L’espace géographique pour s’inspirer d’autres rapports à la propriété
Les ethnologues, qui observent des sociétés différentes de la nôtre, montrent que la propriété privée n’est pas au cœur de tous les groupes sociaux. Pour certains, le partage et don d’objets – des outils par exemple - est normal. En ce qui concerne le sol, les animaux et les végétaux, l’idée de propriété privée leur est étrangère: ils considèrent que l’Homme fait partie de la Nature, cultivent une relation sacrée à la terre et estiment que les connaissances des ressources naturelles doivent être collectivement et durablement transmise aux générations futures.
L’histoire pour découvrir d’autres manières de gérer les biens communs
Pendant plusieurs siècles, en Angleterre, les terres n’étaient pas privées. Chacun.e disposait de droits de prélèvement, par exemple pour chasser des animaux ou se procurer des herbes médicinales. Les droits de ces «Land of Commons» étaient régis par la nécessité de laisser les ressources communes se régénérer, et par le souci d’équité. Les terres étaient également des lieux où se tissaient des liens sociaux. Ce modèle a été remis en question par les lords, les églises et les manufacturiers qui ont procédé à une enclosure de ces espaces pour leur bénéfice.
Rapport à la durabilité et à l’EDD
Ces regards croisés renseignent sur d’autres rapports à la propriété et d’autres gestions des biens communs, qui peuvent potentiellement participer à tendre vers un monde plus durable. En classe, ces exemples géographiques et historiques peuvent servir de point de départ pour faciliter le changement de perspective préconisé en EDD. Voici quelques idées supplémentaires pour engager les élèves autour de la question de la propriété et des biens communs en lien avec la durabilité:
1. Imaginer les valeurs d’un autre rapport à la propriété
Les élèves peuvent faire des liens avec les urgences écologiques et sociales en mettant la focale sur les modes de consommation et de production de nos sociétés occidentales, ainsi que nos représentations et valeurs. Le dualisme Homme-Nature, par exemple, peut mener à une réflexion portant sur notre rapport au vivant et son lien possible avec la (sur)exploitation de ressources naturelles. Les valeurs sous-jacentes à notre société, comme le mérite et le travail, peuvent être pensées en lien avec les inégalités de richesses et de propriété. Sur cette base, les élèves peuvent imaginer un avenir souhaitable et formuler des valeurs qui le fonderaient. Elles et ils peuvent formuler des liens avec les valeurs de leur vie en classe et à l’école: partage, entraide, collaboration, inclusion, écologie, solidarité, mixité, etc.

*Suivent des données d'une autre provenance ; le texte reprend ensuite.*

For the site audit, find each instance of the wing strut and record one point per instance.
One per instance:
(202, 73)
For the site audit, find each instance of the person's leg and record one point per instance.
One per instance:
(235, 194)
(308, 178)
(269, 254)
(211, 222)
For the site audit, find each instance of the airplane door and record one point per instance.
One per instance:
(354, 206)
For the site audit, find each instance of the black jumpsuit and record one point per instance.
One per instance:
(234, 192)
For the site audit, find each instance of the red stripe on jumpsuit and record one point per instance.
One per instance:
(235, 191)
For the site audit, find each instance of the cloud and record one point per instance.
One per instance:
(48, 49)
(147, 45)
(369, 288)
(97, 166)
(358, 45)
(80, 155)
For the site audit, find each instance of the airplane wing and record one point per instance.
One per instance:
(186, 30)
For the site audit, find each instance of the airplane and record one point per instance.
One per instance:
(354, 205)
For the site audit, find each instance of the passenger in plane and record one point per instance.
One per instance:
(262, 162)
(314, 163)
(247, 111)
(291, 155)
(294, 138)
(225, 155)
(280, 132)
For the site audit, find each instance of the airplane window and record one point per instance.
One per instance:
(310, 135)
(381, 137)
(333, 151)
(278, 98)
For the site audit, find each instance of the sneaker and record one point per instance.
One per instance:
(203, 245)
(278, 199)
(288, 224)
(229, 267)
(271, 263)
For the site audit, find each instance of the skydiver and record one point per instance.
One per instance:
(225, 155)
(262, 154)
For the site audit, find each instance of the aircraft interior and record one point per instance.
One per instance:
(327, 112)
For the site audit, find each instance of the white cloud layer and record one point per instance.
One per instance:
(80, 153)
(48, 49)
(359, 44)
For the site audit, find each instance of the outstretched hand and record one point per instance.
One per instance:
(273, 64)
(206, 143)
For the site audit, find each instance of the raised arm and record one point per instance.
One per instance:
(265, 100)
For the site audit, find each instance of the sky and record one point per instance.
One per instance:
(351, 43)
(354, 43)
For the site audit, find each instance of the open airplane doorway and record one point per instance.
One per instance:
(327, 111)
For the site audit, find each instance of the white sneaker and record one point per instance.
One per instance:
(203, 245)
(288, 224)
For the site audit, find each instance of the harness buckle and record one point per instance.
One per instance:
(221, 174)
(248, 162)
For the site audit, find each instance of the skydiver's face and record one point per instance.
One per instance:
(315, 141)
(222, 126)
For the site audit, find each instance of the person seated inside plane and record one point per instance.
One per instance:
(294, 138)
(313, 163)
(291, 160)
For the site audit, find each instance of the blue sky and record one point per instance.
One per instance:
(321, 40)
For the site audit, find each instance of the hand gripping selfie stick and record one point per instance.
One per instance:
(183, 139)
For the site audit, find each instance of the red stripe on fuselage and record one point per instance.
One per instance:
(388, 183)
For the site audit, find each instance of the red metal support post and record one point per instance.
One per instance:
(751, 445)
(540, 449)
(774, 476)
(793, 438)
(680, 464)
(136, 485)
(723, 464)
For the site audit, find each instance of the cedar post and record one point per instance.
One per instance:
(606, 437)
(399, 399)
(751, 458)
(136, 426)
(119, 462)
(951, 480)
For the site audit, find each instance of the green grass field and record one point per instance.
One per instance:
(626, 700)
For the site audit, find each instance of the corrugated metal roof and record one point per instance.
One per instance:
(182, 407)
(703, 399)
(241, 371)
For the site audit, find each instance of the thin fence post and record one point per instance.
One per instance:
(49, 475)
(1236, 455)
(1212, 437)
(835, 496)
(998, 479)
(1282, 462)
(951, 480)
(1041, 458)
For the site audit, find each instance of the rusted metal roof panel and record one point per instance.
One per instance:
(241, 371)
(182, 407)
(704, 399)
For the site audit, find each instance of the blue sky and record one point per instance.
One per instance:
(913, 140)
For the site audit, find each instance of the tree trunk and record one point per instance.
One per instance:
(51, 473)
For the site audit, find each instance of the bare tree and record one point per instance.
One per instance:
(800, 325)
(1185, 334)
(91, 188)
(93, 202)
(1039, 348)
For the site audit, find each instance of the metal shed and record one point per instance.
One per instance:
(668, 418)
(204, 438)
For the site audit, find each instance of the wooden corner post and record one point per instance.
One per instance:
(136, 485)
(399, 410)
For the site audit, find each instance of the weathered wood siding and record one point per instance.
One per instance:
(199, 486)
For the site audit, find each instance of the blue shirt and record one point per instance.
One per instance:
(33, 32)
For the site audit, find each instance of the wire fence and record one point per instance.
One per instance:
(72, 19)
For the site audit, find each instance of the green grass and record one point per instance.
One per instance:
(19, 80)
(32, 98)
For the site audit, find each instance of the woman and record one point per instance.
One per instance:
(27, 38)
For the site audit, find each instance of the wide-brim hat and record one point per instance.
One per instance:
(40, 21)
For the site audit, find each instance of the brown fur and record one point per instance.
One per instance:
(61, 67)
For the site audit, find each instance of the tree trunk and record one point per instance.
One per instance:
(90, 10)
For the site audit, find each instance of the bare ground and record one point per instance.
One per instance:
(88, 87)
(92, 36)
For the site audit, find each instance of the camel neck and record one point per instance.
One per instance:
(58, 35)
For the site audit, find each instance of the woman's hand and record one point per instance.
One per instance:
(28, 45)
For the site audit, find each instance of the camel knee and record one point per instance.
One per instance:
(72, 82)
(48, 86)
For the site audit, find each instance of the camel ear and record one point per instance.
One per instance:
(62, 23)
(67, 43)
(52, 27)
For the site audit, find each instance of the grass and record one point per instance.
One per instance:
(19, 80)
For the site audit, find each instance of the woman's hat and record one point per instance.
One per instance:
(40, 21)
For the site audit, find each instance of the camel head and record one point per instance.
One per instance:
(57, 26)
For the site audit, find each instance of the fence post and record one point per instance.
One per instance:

2. Questionner la gestion des «grands » biens communs
Le climat, l’Amazonie, les pôles, les océans, l’air, le sol et les écosystèmes sont des exemples de «grands» biens communs (Coriat, 2015) puisque leur état concerne l’ensemble des humains, avec des implications négatives et/ou positives. Leur gestion, notamment au travers des COP (La Conférence des Parties), s’avère difficile, tant les intérêts des différents acteurs, et les priorités en lien avec les dimensions de la durabilité – écologie, société, économie, espace et temps – sont complexes et les solutions envisagées contradictoires. Il est dès lors intéressant de les penser à l’aide d’éléments tirés du rapport à la propriété et de la gestion des biens communs:
- Propriété & jouissance: à qui appartient le sol ? Qui profite d’un écosystème?
- Droit & accès: qui a le droit de régir les pôles? Avons-nous le droit de faire ce que nous voulons des océans Qui a accès à de l’air pur ?
- Responsabilité: qui est responsable du climat ?
- Marchandisation : pouvons-nous marchander les biens communs? Existe-t-il des «grands» biens communs qui ne sont pas marchandables?
3. Explorer des initiatives de gestion des biens communs
La gestion collective des biens communs (Ostrom, 2010) repose sur huit grands principes. En bref, elle implique des limites clairement définies, des droits (de prélèvement) et des obligations (de préservation) des bénéficiaires, et une structure de gouvernance. Aujourd’hui, il existe de nombreuses initiatives locales qui se basent sur ce modèle. L’enseignant.e peut présenter l’exemple ci-dessous à ses élèves, puis leur demander d’en trouver d’autres. Dans une perspective de « whole school approach », ou approche institutionnelle globale, les élèves peuvent redéfinir, le cas échéant, des règles de vivre-ensemble et de gestion collective des biens communs de leur école.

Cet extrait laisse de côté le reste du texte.